Albrecht et al. used data collected from elderly patients at a tertiary care facility and found that patient demographics and discharge diagnoses are associated with noncomprehension of and noncompliance with hospital discharge instructions.1

This is an interesting and important study as the comprehension of and compliance with discharge instructions could reduce ER visits or re-hospitalizations, improve post-discharge health outcomes, and decrease health care expenditures.2 In particular, the Medicare Payment Advisory Commission has estimated that $12 billion worth of care is spent needlessly because of potentially avoidable readmission.3 While researchers and medical practitioners have put forth substantial effort to design and implement comprehensive inpatient education and discharge planning to improve comprehension and compliance, they rarely examine patient characteristics associated with noncomprehension and noncompliance.2 This study provides valuable insight into identifying the high-risk target population; using this information as a policy lever could improve the effectiveness of interventions to enhance comprehension and compliance.

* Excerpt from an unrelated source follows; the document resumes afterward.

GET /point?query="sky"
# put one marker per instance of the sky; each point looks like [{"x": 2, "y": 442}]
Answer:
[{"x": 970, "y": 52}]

Their analytic approach warrants discussion. First, the authors examined the association between the outcome variable and explanatory variable in a bivariate analysis and included only significant variables in their regression analysis. This is hard to reconcile because the notion of ceteris paribus—that is, holding all other factors fixed—is the crux of measuring a true relation of interest. Furthermore, given that individual characteristics such as demographics, socioeconomic status, and health status might be correlated, excluding any potentially correlated variables could result in estimation bias.4 Indeed an overly large estimate (e.g., OR = 12.55 for “other” primary discharge diagnosis) casts suspicion on it. It might have been helpful to confirm that their model specification was appropriate had they performed post-estimation tests, such as sensitivity analysis and multiple testing. Second, the compliance was measured at 5 days of discharge. This may not reflect the true nature of noncompliance as it tends to decrease over time and long-term compliance would be more critical in patients’ health outcomes and expenditures.5

Integrating this study’s findings with the effect of medical provider attributes (e.g., primary care vs. surgical care) and physician-patient relationships (e.g., quality of communication) may motivate further study.